Ieri era atteso in aula per deporre e non si è presentato. Oggi il pentito di ‘ndrangheta Nino Lo Giudice è tornato a dare notizie di sè. Con una lettera consegnata all’avvocato Francesco Calabrese dal figlio di Lo Giudice nell’aula del Tribunale di Reggio Calabria, dove è in corso il processo MetaUna busta, contenente un memoriale lasciato dal collaboratore di giustizia prima di abbandonare la località protetta dove risiedeva assieme alla compagna, una extracomunitaria marocchina.

Nella busta, inoltre, c’era una sim telefonica che il collaboratore ha inteso fare avere ai magistrati per dimostrare probabilmente il contenuto del memoriale, composto da 6-7 pagine. In sostanza, Lo Giudice ritratta tutte le dichiarazioni rese alla Direzione distrettuale antimafia di Reggio Calabria dall’ottobre 2010 quando ha deciso di saltare il fosso autoaccusandosi delle bombe piazzate nel 2010 in via Cimino, sede della Procura generale, e sotto casa del magistrato Salvatore Di Landro.

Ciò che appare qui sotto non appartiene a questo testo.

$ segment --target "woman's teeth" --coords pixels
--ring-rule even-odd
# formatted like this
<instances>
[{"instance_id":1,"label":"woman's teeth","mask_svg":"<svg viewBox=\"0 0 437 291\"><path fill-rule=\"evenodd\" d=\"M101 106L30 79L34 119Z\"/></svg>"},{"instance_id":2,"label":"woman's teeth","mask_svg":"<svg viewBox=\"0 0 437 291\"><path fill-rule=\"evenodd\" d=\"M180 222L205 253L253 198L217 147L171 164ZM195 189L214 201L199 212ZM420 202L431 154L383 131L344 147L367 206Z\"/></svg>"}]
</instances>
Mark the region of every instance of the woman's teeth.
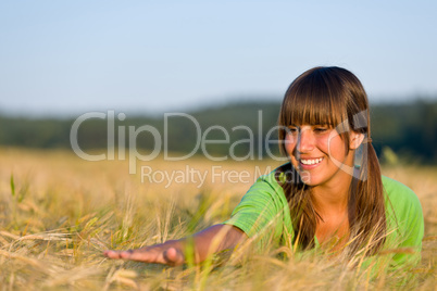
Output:
<instances>
[{"instance_id":1,"label":"woman's teeth","mask_svg":"<svg viewBox=\"0 0 437 291\"><path fill-rule=\"evenodd\" d=\"M319 157L319 159L313 159L313 160L300 160L300 162L303 165L314 165L314 164L319 164L320 162L322 162L323 157Z\"/></svg>"}]
</instances>

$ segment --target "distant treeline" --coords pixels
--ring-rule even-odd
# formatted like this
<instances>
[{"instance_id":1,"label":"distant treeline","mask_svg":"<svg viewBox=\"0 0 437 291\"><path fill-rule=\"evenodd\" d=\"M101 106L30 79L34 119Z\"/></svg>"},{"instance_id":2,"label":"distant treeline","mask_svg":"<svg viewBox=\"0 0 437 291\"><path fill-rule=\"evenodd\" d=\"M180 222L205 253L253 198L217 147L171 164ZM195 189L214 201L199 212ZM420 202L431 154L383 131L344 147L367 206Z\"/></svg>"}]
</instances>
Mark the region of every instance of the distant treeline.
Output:
<instances>
[{"instance_id":1,"label":"distant treeline","mask_svg":"<svg viewBox=\"0 0 437 291\"><path fill-rule=\"evenodd\" d=\"M154 117L121 112L89 113L70 119L0 116L0 146L72 149L71 138L77 137L84 152L105 153L108 147L130 146L143 155L154 149L176 156L196 152L259 159L278 154L277 144L265 147L265 141L277 138L273 127L279 105L246 102ZM437 101L373 105L371 118L378 153L389 147L405 161L437 162Z\"/></svg>"}]
</instances>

“Mi hanno indotto a fare quelle dichiarazioni, altrimenti mi hanno fatto capire che non mi avrebbero dato la patente di collaboratore“: è questa una delle frasi più forti contenuta nel memoriale. Da ricordare, inoltre, che Nino Lo Giudice è stato anche il principale accusatore del vice procuratore nazionale antimafia Alberto Cisterna. In seguito alle sue dichiarazioni, infatti, il numero due della Dna è stato indagato dalla Procura di Reggio, diretta all’epoca da Giuseppe Pignatone, oggi procuratore di Roma. Un’indagine, coordinata dal sostituto procuratore Beatrice Rondi, che non ha portato a nulla. Nessun elemento, infatti, è stato trovato in relazione alle accuse di Lo Giudice nei confronti del magistrato Cisterna, indagato in un primo momento per corruzione in atti giudiziari.

Quell’inchiesta, che ha provocato numerose polemiche e scontri tra pezzi della magistratura reggina, è stata archiviata. Molte, inoltre, le contraddizioni del pentito scomparso nell’ambito delle indagine sulle bombe alla magistratura reggina. A partire dal bazooka trovato nell’ottobre del 2010 a duecento metri dal Cedir, sede della Direzione distrettuale antimafia. Un lanciarazzi che secondo il collaboratore avrebbe sparato qualche giorno prima il suo rinvenimento da parte della squadra mobile di Reggio, all’epoca diretta da Renato Cortese. Le perizie disposte dalla procura di Catanzaro, però, avrebbero accertato l’assenza di particelle di polvere da sparo all’interno della bazooka.

Ritornando alla scomparsa di Nino il “Nano“, la sua scelta di collaborare con la giustizia è stata sempre avvolta nel mistero. Non si è mai capito il motivo per il quale il boss della famiglia reggina abbia deciso pentirsi e di autoaccusarsi di una strategia della tensione che, probabilmente, vede coinvolti altri personaggi. Forti sospetti sono stati più volte denunciati dal fratello del pentito, Luciano Lo Giudice, e dal procuratore generale di Reggio Salvatore Di Landro che, sentito in aula durante il processo che si sta celebrando la Catanzaro, ha espressamente manifestato i suoi dubbi circa l’attendibilità del collaboratore di giustizia. Oggi il memoriale consegnato al tribunale di Reggio, e acquisito dal procuratore capo Federico Cafiero De Raho, avvalora i sospetti circa la gestione e la genuinità della sua collaborazione. Pare che nelle pagine scritte dal pentito, quest’ultimo abbia ritrattato tutto e puntato il dito contro alcuni magistrati. Resta da capire se Lo Giudice avesse consegnato questo memoriale al figlio Giuseppe prima di allontanarsi volontariamente dalla località protetta oppure se la lettera e la sim siano stati consegnati nei mesi precedenti con il preciso compito di essere resi pubblici nella momento in cui al collaboratore fosse successo qualcosa di brutto. Tutti interrogativi al vaglio della Direzione distrettuale antimafia di Reggio Calabria.